Last night I was off over to Abigail’s at 9 for a spot of Doctor Who, so I needed something that could be cooked quickly and easily. I fancied a stir-fry and was in the mood for duck and so I pottered about on the BBC Food website until I found this tasty little recipe. It was extremely easy to do (in fact it almost seems redundant actually typing it up – it was so simple!) and the end result was full of flavour with the various fruit juices working well with the soy, chilli and duck.
There were no edamame beans that I could find in Sainsbury’s so instead I opted for half a red pepper, de-seeded and thinly sliced, and I also bunged in a couple of asparagus tips that I had which needed using up. I also used dried noodles rather than fresh, as that’s what I had to hand.
A dash groundnut oil
1 duck breast, cut into strips
¼ of a red onion, sliced
1 fresh red chilli, de-seeded and finely sliced
2 tablespoons of chopped cashews
1 orange, zest and juice only
1 lemon, zest and juice only
1 lime, zest and juice only
A splash of soy sauce
150g of fresh egg noodles
2 tablespoons of edamame beans
Heat the oil in a wok, add the duck strips and fry over a high heat for 5-6 minutes.
Add the onion and cook for a further 2-3 minutes.
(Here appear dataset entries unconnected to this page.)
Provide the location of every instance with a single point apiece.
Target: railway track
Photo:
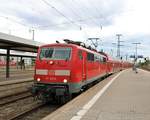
(23, 106)
(16, 99)
(14, 109)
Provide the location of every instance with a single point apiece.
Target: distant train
(63, 69)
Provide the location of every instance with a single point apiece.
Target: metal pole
(7, 63)
(136, 55)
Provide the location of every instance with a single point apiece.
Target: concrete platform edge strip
(87, 106)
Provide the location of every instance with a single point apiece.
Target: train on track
(62, 69)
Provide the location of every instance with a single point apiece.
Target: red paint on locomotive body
(71, 67)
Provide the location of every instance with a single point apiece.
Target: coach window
(80, 54)
(96, 58)
(90, 57)
(104, 59)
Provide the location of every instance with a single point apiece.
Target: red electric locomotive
(62, 69)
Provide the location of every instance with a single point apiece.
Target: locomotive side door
(82, 59)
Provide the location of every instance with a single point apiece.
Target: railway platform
(122, 96)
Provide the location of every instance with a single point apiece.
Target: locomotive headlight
(65, 81)
(38, 79)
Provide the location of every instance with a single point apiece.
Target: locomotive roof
(76, 46)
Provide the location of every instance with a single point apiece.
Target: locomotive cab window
(104, 59)
(90, 57)
(57, 53)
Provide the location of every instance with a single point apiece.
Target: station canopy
(16, 43)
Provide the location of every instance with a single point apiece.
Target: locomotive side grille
(41, 72)
(53, 72)
(62, 72)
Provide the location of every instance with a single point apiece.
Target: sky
(79, 20)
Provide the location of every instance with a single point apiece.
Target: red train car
(64, 69)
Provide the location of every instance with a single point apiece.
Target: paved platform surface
(127, 98)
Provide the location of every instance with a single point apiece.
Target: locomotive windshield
(55, 53)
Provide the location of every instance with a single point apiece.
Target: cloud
(61, 14)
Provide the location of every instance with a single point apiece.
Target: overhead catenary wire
(67, 18)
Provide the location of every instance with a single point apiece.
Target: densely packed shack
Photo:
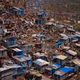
(34, 46)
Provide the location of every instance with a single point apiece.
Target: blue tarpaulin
(59, 43)
(67, 69)
(17, 11)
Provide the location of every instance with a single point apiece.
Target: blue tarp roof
(67, 69)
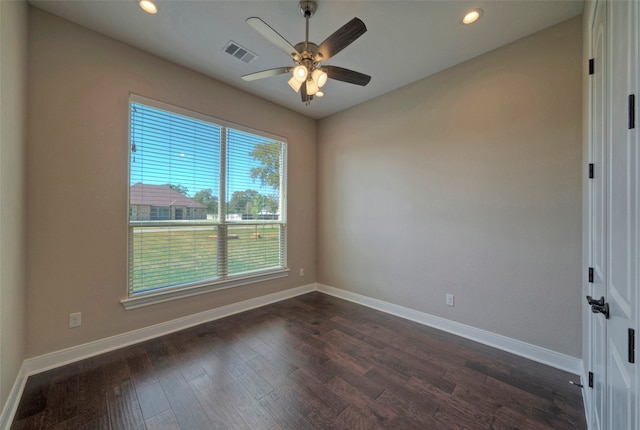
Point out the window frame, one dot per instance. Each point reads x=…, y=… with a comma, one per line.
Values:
x=132, y=301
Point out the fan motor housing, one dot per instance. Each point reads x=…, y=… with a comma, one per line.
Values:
x=308, y=8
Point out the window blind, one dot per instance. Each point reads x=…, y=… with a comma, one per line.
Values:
x=206, y=200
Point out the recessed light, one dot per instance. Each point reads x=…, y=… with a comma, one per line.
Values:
x=472, y=16
x=148, y=6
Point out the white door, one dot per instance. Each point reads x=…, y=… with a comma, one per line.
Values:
x=598, y=217
x=622, y=217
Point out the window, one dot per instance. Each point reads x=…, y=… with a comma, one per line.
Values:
x=207, y=204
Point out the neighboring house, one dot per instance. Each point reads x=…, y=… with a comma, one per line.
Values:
x=161, y=202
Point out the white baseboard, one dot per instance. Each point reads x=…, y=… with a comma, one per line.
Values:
x=32, y=366
x=11, y=405
x=523, y=349
x=80, y=352
x=55, y=359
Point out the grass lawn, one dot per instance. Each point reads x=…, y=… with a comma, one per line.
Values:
x=165, y=256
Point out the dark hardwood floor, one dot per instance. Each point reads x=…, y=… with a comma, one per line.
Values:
x=312, y=362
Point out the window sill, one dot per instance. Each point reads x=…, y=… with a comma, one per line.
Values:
x=175, y=294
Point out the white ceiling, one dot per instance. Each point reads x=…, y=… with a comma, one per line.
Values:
x=406, y=40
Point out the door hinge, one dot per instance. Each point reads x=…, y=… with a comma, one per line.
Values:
x=632, y=111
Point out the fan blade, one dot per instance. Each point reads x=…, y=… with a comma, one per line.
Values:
x=274, y=37
x=346, y=75
x=266, y=73
x=339, y=40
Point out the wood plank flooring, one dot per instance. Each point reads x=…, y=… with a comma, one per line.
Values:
x=312, y=362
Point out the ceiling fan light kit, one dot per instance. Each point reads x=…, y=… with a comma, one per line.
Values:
x=308, y=76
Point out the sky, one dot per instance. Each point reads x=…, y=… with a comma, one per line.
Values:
x=167, y=148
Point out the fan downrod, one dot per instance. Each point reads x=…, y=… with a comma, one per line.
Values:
x=308, y=8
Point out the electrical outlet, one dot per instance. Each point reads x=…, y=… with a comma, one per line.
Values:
x=449, y=300
x=75, y=319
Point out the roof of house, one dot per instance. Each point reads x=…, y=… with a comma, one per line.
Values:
x=159, y=195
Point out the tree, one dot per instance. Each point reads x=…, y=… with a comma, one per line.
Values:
x=179, y=188
x=242, y=202
x=271, y=204
x=207, y=198
x=269, y=155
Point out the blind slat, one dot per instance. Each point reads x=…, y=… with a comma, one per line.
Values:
x=175, y=170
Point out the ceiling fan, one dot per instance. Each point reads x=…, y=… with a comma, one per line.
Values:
x=308, y=75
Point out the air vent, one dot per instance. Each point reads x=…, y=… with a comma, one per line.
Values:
x=241, y=53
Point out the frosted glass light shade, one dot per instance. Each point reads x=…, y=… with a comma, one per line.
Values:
x=295, y=84
x=148, y=6
x=300, y=73
x=312, y=87
x=319, y=77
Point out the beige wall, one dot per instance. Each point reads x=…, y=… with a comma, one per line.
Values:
x=79, y=83
x=467, y=182
x=13, y=67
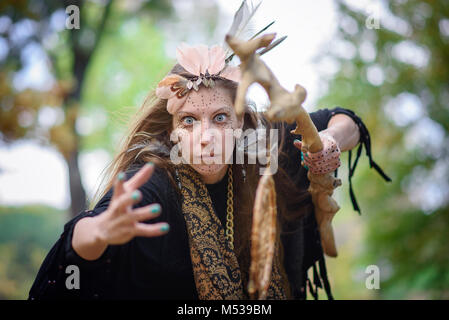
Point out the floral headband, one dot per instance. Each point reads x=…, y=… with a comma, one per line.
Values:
x=206, y=64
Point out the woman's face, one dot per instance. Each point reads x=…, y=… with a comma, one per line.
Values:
x=207, y=123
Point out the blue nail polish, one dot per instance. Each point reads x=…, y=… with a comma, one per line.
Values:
x=135, y=195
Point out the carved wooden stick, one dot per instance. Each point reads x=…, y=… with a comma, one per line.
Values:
x=287, y=106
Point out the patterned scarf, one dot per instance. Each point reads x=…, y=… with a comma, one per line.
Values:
x=215, y=266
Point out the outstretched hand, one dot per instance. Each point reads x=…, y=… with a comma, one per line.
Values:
x=325, y=161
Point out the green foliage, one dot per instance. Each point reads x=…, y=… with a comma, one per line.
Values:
x=26, y=236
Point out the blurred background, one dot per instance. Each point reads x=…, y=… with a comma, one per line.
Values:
x=66, y=95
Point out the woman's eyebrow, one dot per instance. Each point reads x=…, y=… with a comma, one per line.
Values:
x=226, y=108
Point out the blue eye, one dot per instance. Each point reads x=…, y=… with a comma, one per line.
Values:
x=221, y=117
x=188, y=120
Once the onions start to soften, add the chilli, cashews, fruit juices and zests, soy and edamame beans. (or pepper and asparagus!) Stir well to combine and cook for a further 2-3 minutes. (If using fresh noodles, also add them at this point. If, like me, you’re using dried noodles, then cook in boiling water as per the instructions on the packet.)